InícioSanta Tracker (ou como é rápido o Papai Noel)

Santa Tracker (ou como é rápido o Papai Noel)

No século XX, a humanidade testemunhou avanços científicos e tecnológicos que mudaram definitivamente a forma como a nossa civilização interage, trata as suas doenças e lida com as suas questões pessoais e coletivas. Os métodos contraceptivos, os tratamentos médicos, as tecnologias digitais, a comunicação por ondas eletromagnéticas via satélite são alguns exemplos decorrentes do desenvolvimento de conhecimentos e de técnicas observados no último século. As duas últimas, especialmente, foram desenvolvidas já no contexto da guerra fria entre a então URSS e os EUA. E isso tem tudo a ver com a nossa capacidade de rastrear o Papai Noel em sua – literalmente – rápida viagem para entregar os presentes para crianças de todo o planeta.

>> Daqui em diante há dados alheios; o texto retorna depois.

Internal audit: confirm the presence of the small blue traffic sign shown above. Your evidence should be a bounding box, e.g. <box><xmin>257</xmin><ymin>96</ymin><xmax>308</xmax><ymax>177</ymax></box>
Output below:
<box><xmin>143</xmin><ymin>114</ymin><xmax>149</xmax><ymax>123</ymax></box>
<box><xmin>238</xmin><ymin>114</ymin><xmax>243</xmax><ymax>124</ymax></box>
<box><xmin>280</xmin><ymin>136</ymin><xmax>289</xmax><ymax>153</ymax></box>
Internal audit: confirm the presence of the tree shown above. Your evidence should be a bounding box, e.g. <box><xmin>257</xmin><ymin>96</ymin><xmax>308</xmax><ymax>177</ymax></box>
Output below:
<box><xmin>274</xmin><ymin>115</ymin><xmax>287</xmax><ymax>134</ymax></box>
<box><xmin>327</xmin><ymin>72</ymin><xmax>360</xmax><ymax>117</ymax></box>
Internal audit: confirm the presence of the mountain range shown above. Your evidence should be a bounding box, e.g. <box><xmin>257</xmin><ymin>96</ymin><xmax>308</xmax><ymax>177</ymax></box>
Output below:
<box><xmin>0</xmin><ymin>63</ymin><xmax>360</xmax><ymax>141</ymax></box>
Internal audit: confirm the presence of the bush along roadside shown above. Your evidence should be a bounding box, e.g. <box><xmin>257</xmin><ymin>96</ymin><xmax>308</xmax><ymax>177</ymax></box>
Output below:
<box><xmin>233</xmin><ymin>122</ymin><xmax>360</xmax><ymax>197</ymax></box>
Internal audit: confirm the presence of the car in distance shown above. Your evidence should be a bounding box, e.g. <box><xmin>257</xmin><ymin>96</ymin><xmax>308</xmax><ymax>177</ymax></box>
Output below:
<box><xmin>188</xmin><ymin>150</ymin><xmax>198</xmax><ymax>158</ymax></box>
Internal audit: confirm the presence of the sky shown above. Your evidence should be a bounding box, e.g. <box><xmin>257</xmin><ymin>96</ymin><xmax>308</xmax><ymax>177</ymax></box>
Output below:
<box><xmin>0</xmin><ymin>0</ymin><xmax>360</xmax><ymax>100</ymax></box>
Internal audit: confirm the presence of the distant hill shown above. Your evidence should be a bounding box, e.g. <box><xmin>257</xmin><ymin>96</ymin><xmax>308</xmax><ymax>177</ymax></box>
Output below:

Uma das tecnologias essenciais para o nosso dia a dia e o GPS, sigla em inglês para Global Positioning System, ou “Sistema de Posicionamento Global”. Basicamente, o GPS é um sistema composto por 24 satélites que orbitam a Terra a uma altitude de pouco mais de 20 mil quilômetros, com velocidade orbital próxima dos 12 mil km/h (para efeito de comparação, um avião comercial, por exemplo, voa a mais ou menos 12 quilômetros de altitude, enquanto a ISS, a Estação Espacial Internacional, está a uma altitude de pouco mais de 700 quilômetros). Com um grupo de satélites posicionado sobre uma região, um receptor (seu celular, um aparelho de GPS, um míssil, etc.) capta os sinais emitidos pelo satélite e, triangulando o envio e a recepção dos sinais com mais outros dois satélites, consegue obter a sua localização com erro abaixo de 10 metros em regiões abertas, sem interferências como pontes ou túneis. Como todo o processo ocorre com a troca de ondas eletromagnéticas, que viajam com a mesma velocidade da luz, a localização ocorre de maneira quase instantânea.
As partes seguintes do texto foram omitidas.